School of Engineering and Materials Science
Research Student Awards
PhD Thesis: Synthesis and Characterisation of Nanomaterial Catalysts Made Using Continuous Hydrothermal Flow Reactors
Author: BOLDRIN, Paul
Supervisor(s): Asa Barber
Continuous Hydrothermal Flow Synthesis (CHFS) methods have been developed for the production of nano-ceramic particles (<100 nm). Briefly, deionised water is pumped under pressure (24 MPa) through a pre-heater which heats the water up to 450°C. A metal ion feed is mixed with the superheated water, and nanoparticles are precipitated. The suspension is cooled and passes through the back pressure regulator where it is collected. Catalytic testing on certain powders for activity in the hydrogenation of nitrobenzene to aniline has been performed.
The temperature, pressure, feed rates and concentrations of reagents can affect the composition of the products, particle size, shape and surface area. This basic system has been developed to allow for use of oxidants, reductants, pH modifiers, surfactants, and their effect has been described. A high throughput version of the system, capable of producing dozens of samples per day, has also been developed and tested.

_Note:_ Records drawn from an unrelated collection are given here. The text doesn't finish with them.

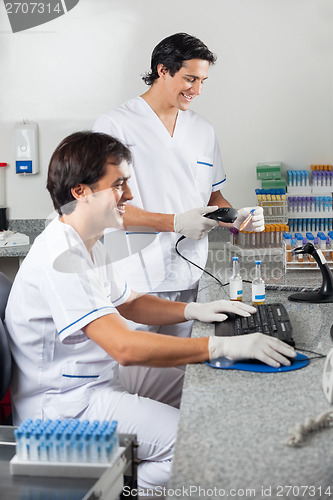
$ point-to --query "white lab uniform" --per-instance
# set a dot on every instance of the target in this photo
(60, 373)
(170, 175)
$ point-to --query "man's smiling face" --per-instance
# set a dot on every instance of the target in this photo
(186, 84)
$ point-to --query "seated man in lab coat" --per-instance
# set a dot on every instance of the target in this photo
(67, 312)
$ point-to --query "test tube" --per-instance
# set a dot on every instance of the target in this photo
(2, 185)
(287, 246)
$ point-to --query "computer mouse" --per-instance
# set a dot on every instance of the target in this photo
(224, 214)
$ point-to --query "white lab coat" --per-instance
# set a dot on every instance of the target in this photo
(170, 175)
(60, 373)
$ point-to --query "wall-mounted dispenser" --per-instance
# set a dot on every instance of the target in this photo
(26, 147)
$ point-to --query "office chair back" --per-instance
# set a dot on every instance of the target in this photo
(5, 355)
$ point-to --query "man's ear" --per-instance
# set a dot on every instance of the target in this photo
(79, 191)
(162, 70)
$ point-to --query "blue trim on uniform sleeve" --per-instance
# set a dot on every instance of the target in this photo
(141, 232)
(204, 163)
(217, 183)
(91, 312)
(122, 295)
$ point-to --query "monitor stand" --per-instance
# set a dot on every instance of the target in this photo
(325, 293)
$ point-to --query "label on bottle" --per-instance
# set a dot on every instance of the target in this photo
(236, 290)
(258, 293)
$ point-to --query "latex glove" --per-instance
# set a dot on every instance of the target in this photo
(256, 224)
(268, 349)
(192, 224)
(213, 311)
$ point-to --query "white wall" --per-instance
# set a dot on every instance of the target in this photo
(270, 95)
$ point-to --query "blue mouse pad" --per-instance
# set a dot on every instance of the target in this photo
(257, 366)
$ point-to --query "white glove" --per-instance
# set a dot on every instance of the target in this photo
(256, 224)
(212, 311)
(268, 349)
(192, 224)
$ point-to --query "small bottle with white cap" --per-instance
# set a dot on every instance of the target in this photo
(235, 282)
(258, 286)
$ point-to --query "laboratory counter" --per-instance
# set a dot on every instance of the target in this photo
(234, 425)
(30, 227)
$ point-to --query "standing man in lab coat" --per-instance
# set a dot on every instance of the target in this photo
(177, 173)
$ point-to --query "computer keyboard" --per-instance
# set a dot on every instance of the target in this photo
(271, 319)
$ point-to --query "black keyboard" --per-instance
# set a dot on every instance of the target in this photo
(271, 319)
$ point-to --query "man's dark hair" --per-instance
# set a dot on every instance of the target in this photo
(81, 159)
(173, 51)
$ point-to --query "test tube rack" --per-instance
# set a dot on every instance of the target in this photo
(265, 243)
(68, 448)
(274, 211)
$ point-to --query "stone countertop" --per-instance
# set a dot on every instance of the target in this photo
(234, 425)
(30, 227)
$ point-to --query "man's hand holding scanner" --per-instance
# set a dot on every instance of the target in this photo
(197, 222)
(192, 224)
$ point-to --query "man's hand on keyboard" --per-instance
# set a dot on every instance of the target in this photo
(259, 346)
(213, 311)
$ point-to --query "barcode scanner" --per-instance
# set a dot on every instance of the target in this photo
(224, 214)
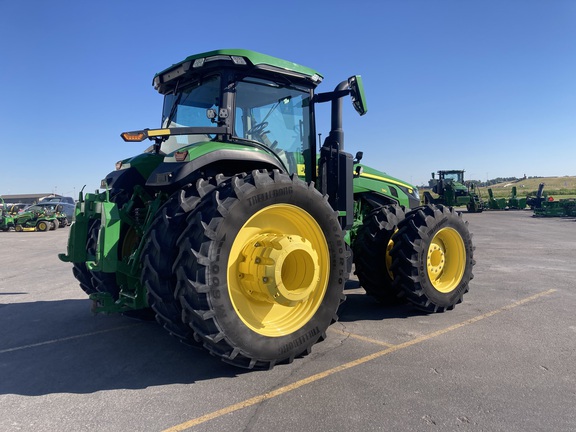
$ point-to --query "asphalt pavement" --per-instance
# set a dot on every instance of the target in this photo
(503, 360)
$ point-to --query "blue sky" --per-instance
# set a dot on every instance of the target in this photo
(488, 86)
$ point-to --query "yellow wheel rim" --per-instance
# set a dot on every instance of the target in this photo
(446, 260)
(388, 257)
(278, 270)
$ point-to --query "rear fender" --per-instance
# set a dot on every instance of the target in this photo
(173, 175)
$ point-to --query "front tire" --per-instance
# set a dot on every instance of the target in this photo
(261, 269)
(433, 258)
(372, 256)
(160, 253)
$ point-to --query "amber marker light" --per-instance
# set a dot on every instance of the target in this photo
(181, 156)
(133, 136)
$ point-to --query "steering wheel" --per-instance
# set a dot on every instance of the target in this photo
(257, 129)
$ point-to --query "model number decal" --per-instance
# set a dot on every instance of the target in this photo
(270, 195)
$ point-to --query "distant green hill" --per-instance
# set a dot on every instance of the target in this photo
(554, 186)
(561, 187)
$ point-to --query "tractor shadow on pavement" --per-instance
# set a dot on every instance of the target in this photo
(361, 307)
(60, 347)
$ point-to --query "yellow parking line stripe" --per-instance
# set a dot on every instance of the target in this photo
(260, 398)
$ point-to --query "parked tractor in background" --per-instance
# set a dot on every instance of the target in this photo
(452, 191)
(35, 218)
(513, 202)
(239, 235)
(6, 219)
(536, 200)
(544, 205)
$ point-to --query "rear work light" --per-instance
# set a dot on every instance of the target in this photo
(181, 156)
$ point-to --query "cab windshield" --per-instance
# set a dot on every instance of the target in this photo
(188, 108)
(274, 115)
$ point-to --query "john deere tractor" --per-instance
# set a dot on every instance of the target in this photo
(238, 234)
(451, 190)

A number of methods for producing catalysts using CHFS have been developed. These include nickel alumina catalysts produced by reduction of CHFS produced nickel-aluminium layered double hydroxides, deposition of CHFS produced NiO particles on alumina supports, co-crystallisation of platinum group metals with ceria, zirconia or titania supports in the CHFS system, or use of ceria, zirconia or titania as supports to produce catalysts by incipient wetness. In particular, some of the catalysts produced from layered double hydroxides showed good activity compared to a commercially available nickel-alumina catalyst. Platinum-titania catalysts showed good activity compared to equivalent commercially available catalysts.